名義預金とは、口座の名義は別人(遥)だが、実質的な管理と支配は被相続人(正一)が行っていた預金のこと。贈与が法的に成立していないとみなされ、相続財産として課税されてしまう。

「でも振り込んでいたのは事実ですよね」と誠は反論した。

「振込の事実があっても、受贈者(遥さん)が通帳・印鑑を管理しておらず、自由に使える状態でもなかった場合、税務署は『贈与の意思が双方に成立していなかった』と判断する可能性があります。今回は十年間、通帳を祖父が手元に置いていた——これが問題です」

贈与に「証拠」が必要な理由

「では、どうすれば本物の贈与として認められたんですか」

「三つのポイントがあります。一つ目は贈与契約書の作成です。毎年、贈与する側(正一さん)と受ける側(遥さん)が署名捺印した書面を残す。二つ目は通帳・印鑑を遥さんが管理する。三つ目は、遥さんが実際にその口座のお金を使う機会を持つことです」

「贈与契約書なんて大げさに思えますが、必要なんですね」と遥は言った。

「大げさに見えるものが、いちばん大切な証拠になります。口頭での約束や振込の記録だけでは、税務署を説得できません」

『111万円』という賢い証拠術

室田先生は続けた。「これから贈与を正しく行う方法として、『111万円を贈与して贈与税を少額申告する』テクニックがあります」

贈与税の基礎控除は年間一一〇万円。一一〇万円以下の贈与は非課税で申告不要だ。しかしそれゆえに「贈与があったという証拠が残らない」という問題がある。

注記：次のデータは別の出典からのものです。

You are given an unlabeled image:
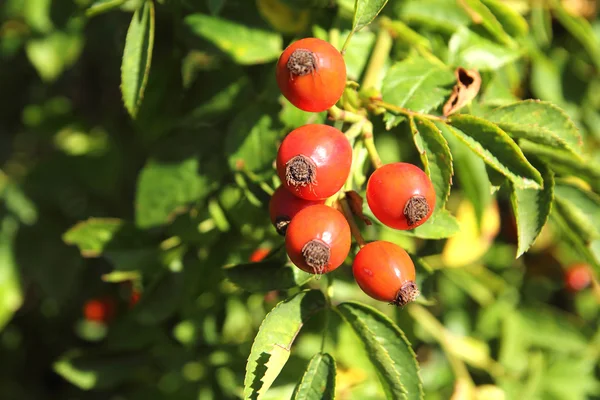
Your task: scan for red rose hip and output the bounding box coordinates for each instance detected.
[277,124,352,200]
[352,241,419,306]
[565,263,592,292]
[367,162,435,230]
[276,38,346,112]
[285,204,351,274]
[269,186,325,236]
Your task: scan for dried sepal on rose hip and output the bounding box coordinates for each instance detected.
[276,38,346,112]
[269,186,325,236]
[285,204,351,275]
[277,124,352,200]
[367,162,435,230]
[352,241,419,307]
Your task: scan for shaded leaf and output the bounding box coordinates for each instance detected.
[352,0,388,32]
[53,350,148,390]
[184,14,283,65]
[442,115,542,188]
[244,290,325,399]
[443,67,481,117]
[410,118,454,210]
[336,302,424,399]
[486,100,582,154]
[436,123,492,224]
[292,353,336,400]
[223,260,314,292]
[121,0,154,118]
[510,158,554,258]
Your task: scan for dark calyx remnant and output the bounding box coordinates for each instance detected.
[287,49,317,76]
[285,154,317,186]
[302,239,331,275]
[391,281,421,307]
[404,195,429,226]
[275,215,291,236]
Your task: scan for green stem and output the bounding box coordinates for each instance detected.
[338,195,367,247]
[361,28,393,89]
[407,303,475,387]
[373,100,446,122]
[363,121,383,169]
[85,0,126,18]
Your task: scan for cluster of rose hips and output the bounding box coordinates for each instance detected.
[269,38,435,306]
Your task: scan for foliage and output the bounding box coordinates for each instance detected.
[0,0,600,400]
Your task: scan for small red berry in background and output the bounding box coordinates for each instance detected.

「あえて一一一万円を贈与し、超過した一万円分の贈与税——千円——を申告・納付すると、受付印入りの申告書が手元に残ります。これが『その年に確かに贈与があった』という最強の証拠になるんです」

「千円の税金が、将来の何十万円もの相続税を防ぐ保険になるということですか」と誠は言った。

「そういうことです」

過去の分は?

「一千万円の過去の振込については、今からどうすればいいですか」

「完全に覆すことは難しいですが、遥さんが今すぐ通帳を管理し始め、実際に生活費や学費に使うことで、少なくともここから先の分について『遥さんの財産』であることを示せます。過去分については申告で誠実に対応し、過少申告の加算税リスクを最小化することが現実的です」

遥は翌週から通帳と印鑑を自分で管理し始めた。「祖父の気持ちは嬉しかった。でも証拠がないと意味がないとは思わなかった」

生前贈与は「振り込めば終わり」ではない。受け取る側が「自分のお金として扱える状態」を整えて初めて、法的に完成する。契約書と通帳管理——その二つが、善意の贈与を守る盾だ。

   

学びのボックス:正しい生前贈与と名義預金対策

名義預金とは名義は別人だが、実質的な管理・支配は被相続人(贈与者)が行っていた預金口座。贈与が成立していないとみなされ、相続財産に含まれる。税務調査で最も指摘されやすい問題の一つ。
名義預金とみなされる典型パターン①通帳・印鑑を贈与者が管理していた、②受贈者が口座の存在を知らなかった、③受贈者が自由に引き出せなかった——これらが揃うと贈与の成立が否定されやすい。
正しい贈与の成立要件①贈与契約書を作成する(双方署名捺印)、②振込の日付・金額を明記する、③受贈者が通帳・印鑑を管理する、④受贈者が実際に資金を使う——これらが揃って初めて「贈与」として認められる。
111万円・あえて課税する理由贈与税の基礎控除は年110万円。あえて111万円を贈与し、1万円分の贈与税(1,000円)を申告・納付しておくと、「その年に贈与があった事実」の証拠になり、税務署の調査に耐えやすくなる。
贈与税申告書の保管111万円の贈与を行った場合は贈与税申告書を提出し、受付印入りの控えを保管する。この書類が将来の税務調査における最強の証拠となる。